🚀 Welcome to the latest Marvik Digest 🚀
Last month we covered some interesting stories involving multimodal transformers, stable diffusion, multilingual language models and more.
➡️ Want us to cover a specific topic? DM or ping us to [email protected] to send us your suggestions.
Hugging Face’s new multimodal Transformer model
Its simple yet revolutionary architecture improved many benchmarks from its predecessors, by being the first Document AI model which does not rely on a CNN or R-CNN backbone to extract visual features.
🟢 Main highlights:
📌 One of its biggest advantages is that it is a general-purpose model for both text-centric and image-centric Document AI
📌 It unifies the concept of transformers for text centric purposes with the OCR & visual-centric models used for AI tasks
At Marvik, we have used this model for object detection related tasks and it has yielded amazing results 🤩
💡 If you are facing a similar problem or have an idea to discuss on Document AI, let’s talk.

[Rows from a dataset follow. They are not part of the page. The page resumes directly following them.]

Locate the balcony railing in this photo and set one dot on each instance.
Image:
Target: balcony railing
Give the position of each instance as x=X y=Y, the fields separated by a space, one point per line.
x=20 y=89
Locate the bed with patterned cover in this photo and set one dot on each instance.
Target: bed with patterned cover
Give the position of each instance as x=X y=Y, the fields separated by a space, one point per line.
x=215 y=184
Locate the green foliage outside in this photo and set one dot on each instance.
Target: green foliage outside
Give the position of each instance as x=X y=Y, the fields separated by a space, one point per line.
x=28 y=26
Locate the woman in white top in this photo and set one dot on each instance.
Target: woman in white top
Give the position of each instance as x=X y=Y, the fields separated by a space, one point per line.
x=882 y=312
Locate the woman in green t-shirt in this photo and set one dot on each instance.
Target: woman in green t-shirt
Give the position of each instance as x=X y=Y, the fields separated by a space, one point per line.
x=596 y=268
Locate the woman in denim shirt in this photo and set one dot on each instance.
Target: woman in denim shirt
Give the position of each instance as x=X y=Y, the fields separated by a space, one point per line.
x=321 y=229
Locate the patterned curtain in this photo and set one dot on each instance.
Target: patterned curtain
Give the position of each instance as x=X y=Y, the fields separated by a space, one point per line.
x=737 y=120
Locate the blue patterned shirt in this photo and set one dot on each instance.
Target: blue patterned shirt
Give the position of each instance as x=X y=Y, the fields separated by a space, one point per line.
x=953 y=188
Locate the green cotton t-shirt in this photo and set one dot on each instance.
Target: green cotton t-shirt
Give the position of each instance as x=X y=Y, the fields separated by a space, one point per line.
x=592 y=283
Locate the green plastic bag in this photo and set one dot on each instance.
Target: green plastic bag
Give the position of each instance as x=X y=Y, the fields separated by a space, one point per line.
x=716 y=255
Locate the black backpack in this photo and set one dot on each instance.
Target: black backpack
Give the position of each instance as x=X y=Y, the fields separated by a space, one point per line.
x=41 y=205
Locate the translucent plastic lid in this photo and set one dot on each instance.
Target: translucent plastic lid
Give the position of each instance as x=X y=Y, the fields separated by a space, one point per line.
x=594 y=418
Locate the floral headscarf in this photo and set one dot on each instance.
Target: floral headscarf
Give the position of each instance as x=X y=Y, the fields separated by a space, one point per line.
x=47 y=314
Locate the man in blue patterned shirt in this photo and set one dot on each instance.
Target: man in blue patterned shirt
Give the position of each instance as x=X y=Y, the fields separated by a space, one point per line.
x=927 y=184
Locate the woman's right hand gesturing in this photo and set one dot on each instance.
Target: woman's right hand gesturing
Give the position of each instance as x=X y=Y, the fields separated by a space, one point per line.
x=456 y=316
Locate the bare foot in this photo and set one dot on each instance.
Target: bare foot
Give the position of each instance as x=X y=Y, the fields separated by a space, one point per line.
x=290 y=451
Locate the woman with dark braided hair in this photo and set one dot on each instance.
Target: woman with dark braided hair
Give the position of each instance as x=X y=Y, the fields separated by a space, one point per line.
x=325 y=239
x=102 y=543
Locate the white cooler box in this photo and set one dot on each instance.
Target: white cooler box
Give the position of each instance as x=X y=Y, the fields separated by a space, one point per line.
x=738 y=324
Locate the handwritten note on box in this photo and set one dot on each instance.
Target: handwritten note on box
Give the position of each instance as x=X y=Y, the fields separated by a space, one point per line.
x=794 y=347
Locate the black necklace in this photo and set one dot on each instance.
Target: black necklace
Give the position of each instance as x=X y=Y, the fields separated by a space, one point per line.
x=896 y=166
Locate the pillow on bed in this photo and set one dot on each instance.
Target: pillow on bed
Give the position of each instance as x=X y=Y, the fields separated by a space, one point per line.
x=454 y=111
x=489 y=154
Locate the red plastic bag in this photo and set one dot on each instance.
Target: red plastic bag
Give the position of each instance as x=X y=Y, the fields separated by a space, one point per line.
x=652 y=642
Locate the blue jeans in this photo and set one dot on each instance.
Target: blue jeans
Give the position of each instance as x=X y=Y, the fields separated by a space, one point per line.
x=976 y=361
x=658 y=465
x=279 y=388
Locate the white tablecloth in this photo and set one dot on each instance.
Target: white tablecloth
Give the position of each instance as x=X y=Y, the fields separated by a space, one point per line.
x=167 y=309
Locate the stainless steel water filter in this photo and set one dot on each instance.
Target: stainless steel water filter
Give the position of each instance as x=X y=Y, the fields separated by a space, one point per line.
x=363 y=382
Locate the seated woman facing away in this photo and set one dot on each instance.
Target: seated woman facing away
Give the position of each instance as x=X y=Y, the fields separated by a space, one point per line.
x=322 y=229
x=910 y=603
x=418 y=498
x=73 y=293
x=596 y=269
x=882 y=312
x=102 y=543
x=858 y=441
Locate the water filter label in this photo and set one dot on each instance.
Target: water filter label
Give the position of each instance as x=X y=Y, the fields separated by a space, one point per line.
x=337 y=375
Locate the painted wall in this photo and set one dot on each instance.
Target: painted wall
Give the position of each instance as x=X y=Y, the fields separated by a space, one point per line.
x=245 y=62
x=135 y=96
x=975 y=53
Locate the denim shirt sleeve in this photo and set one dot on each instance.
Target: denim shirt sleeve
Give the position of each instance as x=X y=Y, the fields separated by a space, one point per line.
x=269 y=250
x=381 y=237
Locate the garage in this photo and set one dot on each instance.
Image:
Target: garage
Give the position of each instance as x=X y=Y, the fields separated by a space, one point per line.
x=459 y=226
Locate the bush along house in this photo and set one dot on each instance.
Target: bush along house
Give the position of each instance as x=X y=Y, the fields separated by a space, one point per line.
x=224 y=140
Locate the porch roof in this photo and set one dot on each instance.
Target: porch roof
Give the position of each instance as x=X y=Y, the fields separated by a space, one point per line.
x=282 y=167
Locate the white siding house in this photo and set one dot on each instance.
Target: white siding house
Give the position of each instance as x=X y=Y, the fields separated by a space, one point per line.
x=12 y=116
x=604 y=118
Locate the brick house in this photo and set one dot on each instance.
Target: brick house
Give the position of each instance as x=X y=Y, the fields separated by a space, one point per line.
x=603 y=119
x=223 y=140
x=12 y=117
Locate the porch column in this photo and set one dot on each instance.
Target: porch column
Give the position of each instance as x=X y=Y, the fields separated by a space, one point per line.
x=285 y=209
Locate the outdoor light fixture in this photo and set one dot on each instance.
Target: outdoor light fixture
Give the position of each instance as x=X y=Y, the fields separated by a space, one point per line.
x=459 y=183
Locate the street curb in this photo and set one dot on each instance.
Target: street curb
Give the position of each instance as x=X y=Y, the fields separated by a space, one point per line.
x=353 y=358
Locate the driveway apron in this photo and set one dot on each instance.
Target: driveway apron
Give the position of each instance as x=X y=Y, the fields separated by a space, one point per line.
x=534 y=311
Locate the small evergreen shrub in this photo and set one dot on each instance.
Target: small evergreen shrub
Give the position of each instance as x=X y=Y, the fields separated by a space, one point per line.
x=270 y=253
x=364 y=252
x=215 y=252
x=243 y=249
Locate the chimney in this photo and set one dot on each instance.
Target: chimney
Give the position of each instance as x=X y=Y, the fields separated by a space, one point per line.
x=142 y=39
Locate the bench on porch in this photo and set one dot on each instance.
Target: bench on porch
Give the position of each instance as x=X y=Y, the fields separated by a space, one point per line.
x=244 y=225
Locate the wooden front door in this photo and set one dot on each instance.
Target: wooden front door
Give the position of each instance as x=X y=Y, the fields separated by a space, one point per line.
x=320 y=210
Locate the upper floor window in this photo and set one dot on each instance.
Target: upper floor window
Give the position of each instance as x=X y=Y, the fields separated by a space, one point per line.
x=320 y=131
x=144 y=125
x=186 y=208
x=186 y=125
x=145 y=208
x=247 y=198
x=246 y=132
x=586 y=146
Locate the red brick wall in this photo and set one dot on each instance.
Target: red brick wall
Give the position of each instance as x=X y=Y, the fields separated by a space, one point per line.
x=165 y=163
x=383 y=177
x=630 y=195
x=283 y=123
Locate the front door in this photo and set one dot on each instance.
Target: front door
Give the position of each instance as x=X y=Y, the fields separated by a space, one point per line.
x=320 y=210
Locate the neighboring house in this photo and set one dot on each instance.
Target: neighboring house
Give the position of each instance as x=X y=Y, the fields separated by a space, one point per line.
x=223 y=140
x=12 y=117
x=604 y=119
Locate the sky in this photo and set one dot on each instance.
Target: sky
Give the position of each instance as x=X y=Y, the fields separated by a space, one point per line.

Reach out to [email protected] and discover how we can help you.
➡️ To access the model: https://bit.ly/3CXm7B8
Stability AI.’s Stable diffusion
Give me “A corgi with sunglasses driving a tesla” and you get… 🤔
🚀 We are talking about Stability AI.’s Stable diffusion 🚀
📌 Truly free and open source, both models and code
📌 Using latent diffusion, the model can be run with a consumer #GPU or even on an m1 chip
This means we can all finally use this powerful technique in our projects and play as much as we want with the amazing capabilities it offers, such as:
📌 Text to image generation (similar to #DALL·E)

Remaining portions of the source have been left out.